Operating LISA as a Sagnac interferometer

Abstract

A phase-locking configuration for LISA is proposed that provides a significantly simpler mode of operation. The scheme provides one Sagnac signal readout inherently insensitive to laser frequency noise and optical bench motion for a nonrotating LISA array. This Sagnac output is also insensitive to clock noise, requires no time shifting of data, nor absolute arm length knowledge. As all measurements are made at one spacecraft, neither clock synchronization nor exchange of phase information between spacecraft is required. The phase-locking configuration provides these advantages for only one Sagnac variable yet retains compatibility with the baseline approach for obtaining the other TDI combinations.
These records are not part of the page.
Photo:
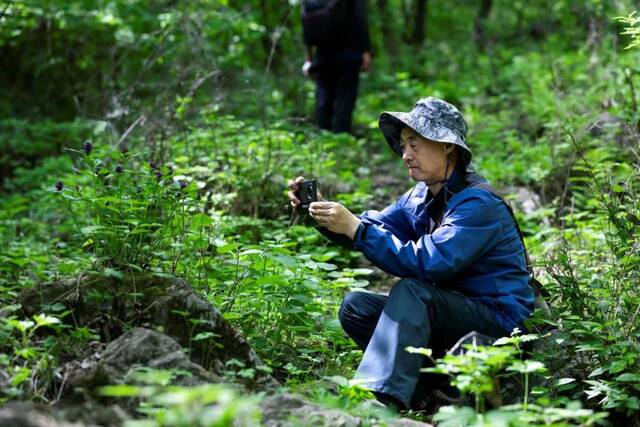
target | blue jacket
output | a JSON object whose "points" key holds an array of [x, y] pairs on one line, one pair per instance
{"points": [[475, 250]]}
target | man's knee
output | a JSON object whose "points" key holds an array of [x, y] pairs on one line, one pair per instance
{"points": [[415, 290]]}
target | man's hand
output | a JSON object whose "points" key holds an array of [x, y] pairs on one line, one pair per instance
{"points": [[294, 186], [335, 217]]}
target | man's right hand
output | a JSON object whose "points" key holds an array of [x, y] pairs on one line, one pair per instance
{"points": [[294, 186]]}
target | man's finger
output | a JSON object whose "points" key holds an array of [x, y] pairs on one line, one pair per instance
{"points": [[321, 205], [292, 197]]}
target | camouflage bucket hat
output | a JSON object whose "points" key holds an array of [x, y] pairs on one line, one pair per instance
{"points": [[433, 119]]}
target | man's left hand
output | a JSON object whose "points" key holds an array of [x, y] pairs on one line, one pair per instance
{"points": [[335, 217]]}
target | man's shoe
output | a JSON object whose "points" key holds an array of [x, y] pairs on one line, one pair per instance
{"points": [[388, 401]]}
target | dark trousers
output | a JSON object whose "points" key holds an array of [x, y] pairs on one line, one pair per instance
{"points": [[336, 92], [414, 314]]}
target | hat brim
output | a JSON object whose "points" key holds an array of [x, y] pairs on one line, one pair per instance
{"points": [[391, 123]]}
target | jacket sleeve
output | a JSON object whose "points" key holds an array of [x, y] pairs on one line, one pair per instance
{"points": [[470, 228], [362, 25], [392, 219]]}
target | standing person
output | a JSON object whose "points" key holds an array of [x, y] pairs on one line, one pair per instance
{"points": [[336, 34], [453, 242]]}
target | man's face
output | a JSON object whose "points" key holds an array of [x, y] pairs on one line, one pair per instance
{"points": [[426, 160]]}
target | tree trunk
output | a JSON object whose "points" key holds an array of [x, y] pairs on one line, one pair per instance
{"points": [[478, 27], [419, 20], [388, 34]]}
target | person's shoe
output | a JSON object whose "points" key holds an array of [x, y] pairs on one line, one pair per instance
{"points": [[388, 402]]}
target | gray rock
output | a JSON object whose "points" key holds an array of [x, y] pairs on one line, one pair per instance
{"points": [[287, 410]]}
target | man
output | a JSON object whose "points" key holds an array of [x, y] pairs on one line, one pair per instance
{"points": [[335, 57], [452, 241]]}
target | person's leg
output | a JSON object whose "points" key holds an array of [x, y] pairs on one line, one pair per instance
{"points": [[346, 94], [414, 312], [359, 314], [326, 86]]}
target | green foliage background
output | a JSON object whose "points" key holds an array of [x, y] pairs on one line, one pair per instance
{"points": [[211, 91]]}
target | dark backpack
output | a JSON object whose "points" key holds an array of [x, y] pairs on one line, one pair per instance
{"points": [[324, 22]]}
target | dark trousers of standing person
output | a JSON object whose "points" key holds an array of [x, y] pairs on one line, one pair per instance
{"points": [[336, 92], [414, 314]]}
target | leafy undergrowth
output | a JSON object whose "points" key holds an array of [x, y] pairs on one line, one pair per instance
{"points": [[203, 197]]}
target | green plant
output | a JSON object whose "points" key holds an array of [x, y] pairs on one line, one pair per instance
{"points": [[632, 29], [135, 215], [29, 360]]}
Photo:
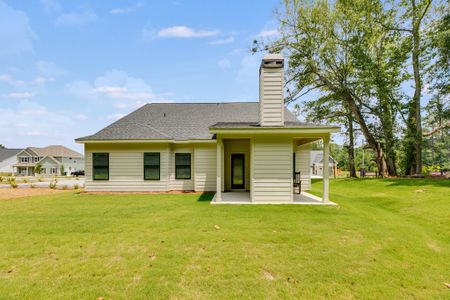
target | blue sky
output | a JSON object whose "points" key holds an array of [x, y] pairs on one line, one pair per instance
{"points": [[67, 69]]}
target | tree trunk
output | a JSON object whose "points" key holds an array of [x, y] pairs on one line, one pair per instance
{"points": [[414, 136], [387, 125], [380, 157], [351, 148]]}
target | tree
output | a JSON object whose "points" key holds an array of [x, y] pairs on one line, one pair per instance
{"points": [[318, 39], [38, 168], [411, 16]]}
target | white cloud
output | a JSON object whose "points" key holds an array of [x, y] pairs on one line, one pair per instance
{"points": [[223, 41], [10, 80], [248, 70], [80, 117], [23, 95], [125, 10], [40, 80], [224, 63], [31, 124], [48, 69], [268, 33], [116, 117], [76, 18], [119, 85], [16, 35], [50, 6], [177, 32]]}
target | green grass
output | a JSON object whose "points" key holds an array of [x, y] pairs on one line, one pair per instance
{"points": [[385, 240]]}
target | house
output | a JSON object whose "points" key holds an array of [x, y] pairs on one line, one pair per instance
{"points": [[50, 158], [8, 157], [317, 164], [246, 152]]}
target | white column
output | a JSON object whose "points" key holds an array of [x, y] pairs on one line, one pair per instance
{"points": [[326, 168], [219, 171]]}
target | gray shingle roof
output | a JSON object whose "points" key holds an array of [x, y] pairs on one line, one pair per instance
{"points": [[181, 121], [7, 153]]}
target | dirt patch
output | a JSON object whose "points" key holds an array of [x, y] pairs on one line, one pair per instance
{"points": [[10, 193]]}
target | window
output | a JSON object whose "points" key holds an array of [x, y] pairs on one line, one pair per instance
{"points": [[182, 166], [151, 166], [100, 163]]}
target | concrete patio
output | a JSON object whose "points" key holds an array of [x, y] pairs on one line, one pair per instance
{"points": [[244, 198]]}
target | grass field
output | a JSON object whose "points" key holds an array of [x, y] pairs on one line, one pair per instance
{"points": [[387, 239]]}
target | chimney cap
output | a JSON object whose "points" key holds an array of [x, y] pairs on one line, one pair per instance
{"points": [[272, 60]]}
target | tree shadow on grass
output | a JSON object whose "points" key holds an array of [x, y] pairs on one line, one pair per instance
{"points": [[438, 182], [205, 197]]}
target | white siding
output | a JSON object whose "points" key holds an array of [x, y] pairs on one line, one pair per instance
{"points": [[302, 165], [272, 170], [205, 167], [271, 97], [126, 168]]}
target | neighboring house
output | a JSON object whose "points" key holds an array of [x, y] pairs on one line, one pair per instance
{"points": [[51, 158], [317, 164], [248, 147], [8, 157]]}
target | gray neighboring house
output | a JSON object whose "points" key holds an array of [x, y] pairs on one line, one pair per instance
{"points": [[317, 164], [8, 157], [51, 158]]}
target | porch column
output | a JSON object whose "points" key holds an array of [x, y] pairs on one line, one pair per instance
{"points": [[325, 170], [219, 171]]}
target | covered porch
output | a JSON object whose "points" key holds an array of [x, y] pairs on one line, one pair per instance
{"points": [[260, 167]]}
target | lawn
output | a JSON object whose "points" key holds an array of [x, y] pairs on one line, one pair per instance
{"points": [[387, 239]]}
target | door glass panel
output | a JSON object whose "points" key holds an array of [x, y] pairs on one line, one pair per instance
{"points": [[238, 171]]}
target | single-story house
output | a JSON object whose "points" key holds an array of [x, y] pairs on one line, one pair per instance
{"points": [[50, 158], [245, 152], [317, 164], [8, 157]]}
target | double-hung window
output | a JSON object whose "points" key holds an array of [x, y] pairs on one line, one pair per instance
{"points": [[152, 166], [100, 166], [182, 166]]}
The orbital motion of the LISA constellation is shown to produce a 14-km path length difference between the counterpropagating beams in the Sagnac interferometer. With this length difference a laser frequency noise spectral density of $1\mathrm{Hz}/\sqrt{\mathrm{Hz}}$ would consume the entire optical path noise budget of the Sagnac variables. A significant improvement of laser frequency stability (currently at $30\mathrm{Hz}/\sqrt{\mathrm{Hz}})$ would be needed for full-sensitivity LISA operation in the Sagnac mode. Alternatively, an additional level of time-delay processing could be applied to remove the laser frequency noise. The new time-delayed combinations of the phase measurements are presented.